Christian Jandrisits

Unlängst schrieb die „New York Post“ voll Inbrunst „Heroin Chic is back“. Etliche Medien stürzten sich wonnig auf diese Schlagzeile. Um nicht ganz so ­mode-affinen Lesern auf die Sprünge zu helfen, hier die Definition des Heroin Chic!

Text: Alex Pisecker/Fotos: Getty Images

Anfang der 90er Jahre schickten Designer wie Alexander McQueen, Miu Miu, Marc Jacobs, Yves Saint Laurent etc. relativ ausgemergelte, androgyne, blasse Models mit dunklen Augenringen und strähnigem Haar über die Laufstege. Zur gleichen Zeit wütete von Seattle ausgehend der Grunge und dessen Galionsfiguren mit ihrem unersättlichen Appetit auf Heroin wurden zu Ikonen („kill your idols, die young“).

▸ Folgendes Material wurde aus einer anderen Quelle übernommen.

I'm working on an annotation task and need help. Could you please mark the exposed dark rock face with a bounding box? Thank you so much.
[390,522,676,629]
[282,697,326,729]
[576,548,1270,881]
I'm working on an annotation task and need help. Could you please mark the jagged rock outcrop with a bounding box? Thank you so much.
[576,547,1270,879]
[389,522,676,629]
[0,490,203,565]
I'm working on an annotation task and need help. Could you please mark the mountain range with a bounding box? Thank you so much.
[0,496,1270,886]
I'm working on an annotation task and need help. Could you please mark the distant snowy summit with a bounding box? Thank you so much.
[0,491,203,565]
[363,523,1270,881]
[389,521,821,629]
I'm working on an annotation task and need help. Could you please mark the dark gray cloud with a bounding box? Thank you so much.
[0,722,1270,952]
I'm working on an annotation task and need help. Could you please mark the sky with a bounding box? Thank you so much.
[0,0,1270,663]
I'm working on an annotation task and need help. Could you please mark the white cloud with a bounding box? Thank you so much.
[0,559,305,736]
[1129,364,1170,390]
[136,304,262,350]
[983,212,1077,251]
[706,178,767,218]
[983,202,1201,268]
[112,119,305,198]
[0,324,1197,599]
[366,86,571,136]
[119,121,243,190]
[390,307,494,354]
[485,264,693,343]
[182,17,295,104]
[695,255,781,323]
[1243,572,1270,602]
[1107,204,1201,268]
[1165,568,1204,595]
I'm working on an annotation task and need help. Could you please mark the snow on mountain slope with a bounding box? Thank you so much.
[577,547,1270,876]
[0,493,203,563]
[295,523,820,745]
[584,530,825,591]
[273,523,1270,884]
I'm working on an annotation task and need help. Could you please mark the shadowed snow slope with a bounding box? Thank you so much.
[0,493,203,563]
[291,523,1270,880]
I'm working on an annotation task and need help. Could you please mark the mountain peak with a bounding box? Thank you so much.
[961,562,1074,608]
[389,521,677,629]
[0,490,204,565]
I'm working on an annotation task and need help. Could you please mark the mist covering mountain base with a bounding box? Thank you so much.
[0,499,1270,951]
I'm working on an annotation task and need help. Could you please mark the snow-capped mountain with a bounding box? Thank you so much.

Dem gegenüber standen die aus den 80ern herübergeretteten, nach wie vor überaus gesund aussehenden Supermodels wie Claudia Schiffer, Linda Evangelista, „The Body“ Elle Macpherson, Cindy Crawford und deren ebenso atemberaubende Kolleginnen. Die waren jetzt auch nicht unbedingt fett, durften sich aber über schlanke, wohlgeformte Körper freuen. Nun befürchten besorgte Medien eine Rückkehr der extrem schlanken (manche nennen sie Hungerhaken) Models auf die Laufstege. Wobei sie sich immer dort aufgehalten haben, bis auf einige Vorzeige-Dickerchen, die man zur Gewissensberuhigung in den letzten Jahren mitlaufen ließ. Woher die nervenzerfetzenden Ängste vor dünnen Models kommen, die sich in gewissen Abständen langsam und schmerzhaft wie rheumatische Arthritis wiederholen, ist mir persönlich allerdings ein Rätsel.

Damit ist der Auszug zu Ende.